New VA Ruling Covers Camp Lejeune Cases

December 18, 2015

After years of controversy and review, the Veterans Administration (VA) has finally issued a ruling that certain diseases incurred by people with past service at Camp Lejeune, North Carolina, will be presumed to be service-caused.  

VA investigators recently finished a study of medical conditions that could have been related to drinking water at Lejeune. They concluded contaminated drinking water at the base directly affected health conditions of roughly a million people - servicemembers, family members, and civilians stationed there during specific dates from the 1950s to the '80s.   

Specifically, they found eight different diseases are linked to contaminated drinking water at Lejeune:  kidney cancer, non-Hodgkin lymphoma, leukemia, multiple myeloma, scleroderma, Parkinson's disease, and aplastic anemia.  

As a result, the VA will now presume that any of those conditions experienced by people who served there were caused by that service.  

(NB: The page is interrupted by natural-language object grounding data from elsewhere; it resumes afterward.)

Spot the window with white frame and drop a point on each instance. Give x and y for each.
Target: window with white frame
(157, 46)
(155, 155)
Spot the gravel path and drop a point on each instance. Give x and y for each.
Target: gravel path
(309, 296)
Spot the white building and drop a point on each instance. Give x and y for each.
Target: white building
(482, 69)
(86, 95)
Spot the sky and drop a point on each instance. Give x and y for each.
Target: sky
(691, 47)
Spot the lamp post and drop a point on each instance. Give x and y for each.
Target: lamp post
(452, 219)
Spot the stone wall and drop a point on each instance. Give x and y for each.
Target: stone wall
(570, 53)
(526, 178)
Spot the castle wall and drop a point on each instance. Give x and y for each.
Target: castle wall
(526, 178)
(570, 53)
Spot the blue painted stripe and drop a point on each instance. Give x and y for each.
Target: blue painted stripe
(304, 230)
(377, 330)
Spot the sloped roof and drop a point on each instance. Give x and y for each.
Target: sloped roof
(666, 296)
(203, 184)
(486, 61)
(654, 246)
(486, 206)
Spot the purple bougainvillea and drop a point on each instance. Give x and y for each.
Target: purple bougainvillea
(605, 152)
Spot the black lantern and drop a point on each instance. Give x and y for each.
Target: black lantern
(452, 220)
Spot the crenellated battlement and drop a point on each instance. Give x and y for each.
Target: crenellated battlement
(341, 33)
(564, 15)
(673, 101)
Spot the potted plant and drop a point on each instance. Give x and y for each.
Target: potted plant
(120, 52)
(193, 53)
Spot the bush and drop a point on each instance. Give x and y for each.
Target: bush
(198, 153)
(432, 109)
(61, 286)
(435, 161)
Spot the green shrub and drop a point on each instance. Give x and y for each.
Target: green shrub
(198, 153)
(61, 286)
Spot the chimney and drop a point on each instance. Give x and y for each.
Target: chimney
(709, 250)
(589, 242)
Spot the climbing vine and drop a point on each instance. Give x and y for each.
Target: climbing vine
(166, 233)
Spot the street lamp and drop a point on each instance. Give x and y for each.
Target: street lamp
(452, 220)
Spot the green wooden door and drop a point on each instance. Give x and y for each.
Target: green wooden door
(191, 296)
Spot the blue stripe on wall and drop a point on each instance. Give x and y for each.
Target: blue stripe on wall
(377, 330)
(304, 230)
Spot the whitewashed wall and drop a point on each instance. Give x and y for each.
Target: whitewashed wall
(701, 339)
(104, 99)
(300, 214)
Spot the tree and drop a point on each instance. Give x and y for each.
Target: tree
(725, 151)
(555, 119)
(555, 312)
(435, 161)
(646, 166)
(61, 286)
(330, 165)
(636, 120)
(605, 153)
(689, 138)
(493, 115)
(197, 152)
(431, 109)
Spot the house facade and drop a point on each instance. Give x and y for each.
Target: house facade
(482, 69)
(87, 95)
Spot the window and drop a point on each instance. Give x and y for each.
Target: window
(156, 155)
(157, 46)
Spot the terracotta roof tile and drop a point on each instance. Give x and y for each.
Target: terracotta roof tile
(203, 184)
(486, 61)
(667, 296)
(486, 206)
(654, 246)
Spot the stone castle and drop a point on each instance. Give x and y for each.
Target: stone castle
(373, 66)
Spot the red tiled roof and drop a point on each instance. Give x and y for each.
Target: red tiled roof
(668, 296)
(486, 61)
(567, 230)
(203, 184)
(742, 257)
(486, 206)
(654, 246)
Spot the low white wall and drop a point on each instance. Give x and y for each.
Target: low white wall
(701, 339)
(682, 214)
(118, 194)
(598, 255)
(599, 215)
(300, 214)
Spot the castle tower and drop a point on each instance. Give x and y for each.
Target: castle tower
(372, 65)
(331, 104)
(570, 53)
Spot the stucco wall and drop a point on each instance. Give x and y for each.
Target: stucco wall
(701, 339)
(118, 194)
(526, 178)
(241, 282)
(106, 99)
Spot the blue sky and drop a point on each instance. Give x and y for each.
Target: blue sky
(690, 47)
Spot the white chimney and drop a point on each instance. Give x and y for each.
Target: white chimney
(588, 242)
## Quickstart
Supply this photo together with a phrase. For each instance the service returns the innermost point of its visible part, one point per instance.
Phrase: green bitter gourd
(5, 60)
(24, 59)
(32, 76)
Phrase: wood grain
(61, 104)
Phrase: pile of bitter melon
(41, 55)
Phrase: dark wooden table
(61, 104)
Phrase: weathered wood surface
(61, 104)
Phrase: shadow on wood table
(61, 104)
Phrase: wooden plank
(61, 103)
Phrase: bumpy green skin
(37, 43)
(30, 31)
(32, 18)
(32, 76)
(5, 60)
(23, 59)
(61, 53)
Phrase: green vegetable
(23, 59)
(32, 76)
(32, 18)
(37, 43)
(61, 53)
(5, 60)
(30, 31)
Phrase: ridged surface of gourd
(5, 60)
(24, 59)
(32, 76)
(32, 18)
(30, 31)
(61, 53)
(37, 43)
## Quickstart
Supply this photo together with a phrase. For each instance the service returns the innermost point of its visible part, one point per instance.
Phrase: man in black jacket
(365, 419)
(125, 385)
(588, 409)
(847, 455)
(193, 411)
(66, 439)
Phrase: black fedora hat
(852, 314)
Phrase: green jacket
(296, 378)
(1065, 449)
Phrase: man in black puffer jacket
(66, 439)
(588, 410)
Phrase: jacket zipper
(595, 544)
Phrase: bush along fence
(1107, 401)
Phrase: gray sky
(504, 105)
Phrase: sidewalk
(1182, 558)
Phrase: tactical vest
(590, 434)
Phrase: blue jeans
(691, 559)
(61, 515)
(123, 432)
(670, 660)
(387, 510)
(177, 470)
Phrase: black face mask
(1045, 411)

The ruling applies to servicemembers, family members, and civilians with one of these conditions and who served at Camp Lejeune between August 1, 1953 and December 31, 1987. It also includes Reserve and National Guard members.  

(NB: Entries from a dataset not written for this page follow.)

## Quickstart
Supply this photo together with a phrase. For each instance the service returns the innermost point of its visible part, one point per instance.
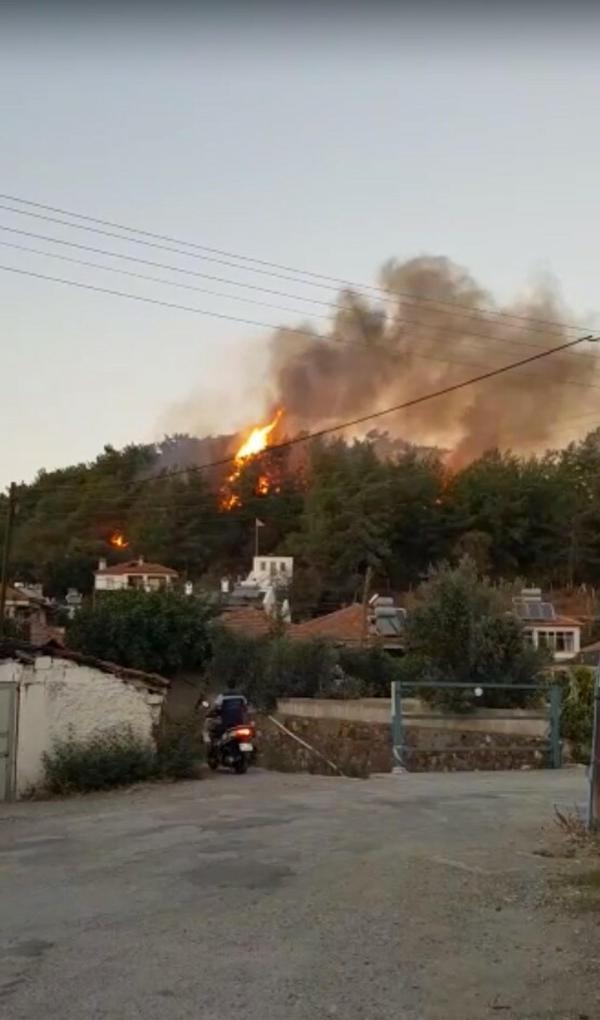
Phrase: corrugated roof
(135, 568)
(342, 625)
(25, 650)
(21, 595)
(556, 621)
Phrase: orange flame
(255, 443)
(118, 540)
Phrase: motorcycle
(233, 749)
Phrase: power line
(296, 330)
(341, 426)
(212, 520)
(334, 305)
(214, 515)
(154, 279)
(315, 278)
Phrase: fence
(546, 709)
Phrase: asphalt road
(292, 898)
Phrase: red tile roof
(342, 625)
(135, 568)
(246, 620)
(558, 621)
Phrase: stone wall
(363, 748)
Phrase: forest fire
(256, 442)
(118, 540)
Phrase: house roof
(246, 620)
(385, 625)
(137, 568)
(342, 625)
(25, 596)
(26, 652)
(551, 624)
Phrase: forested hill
(337, 509)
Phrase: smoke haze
(432, 327)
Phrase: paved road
(291, 898)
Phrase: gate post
(397, 726)
(555, 711)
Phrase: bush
(578, 710)
(459, 632)
(180, 751)
(373, 667)
(156, 631)
(114, 758)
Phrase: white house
(271, 570)
(544, 628)
(46, 698)
(135, 573)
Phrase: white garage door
(7, 702)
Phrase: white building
(134, 574)
(44, 699)
(271, 570)
(544, 628)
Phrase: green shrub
(578, 710)
(114, 758)
(180, 751)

The new announcement doesn't mean all claims for the affected diseases will be approved immediately or that there will be any retroactive approvals. The VA first has to issue an updated regulation, and the new rule will be applied to new disability claims.  

The VA will put any pending Lejeune-related claims on hold until the new regulation is issued.  

People who have submitted potentially eligible claims that were denied previously can resubmit claims for consideration under the new rules.  

This is good and important news for many, many MOAA members and others. If you know of others who are potentially affected, please forward this information to them.  

We'll keep you posted when the VA publishes the updated regulations.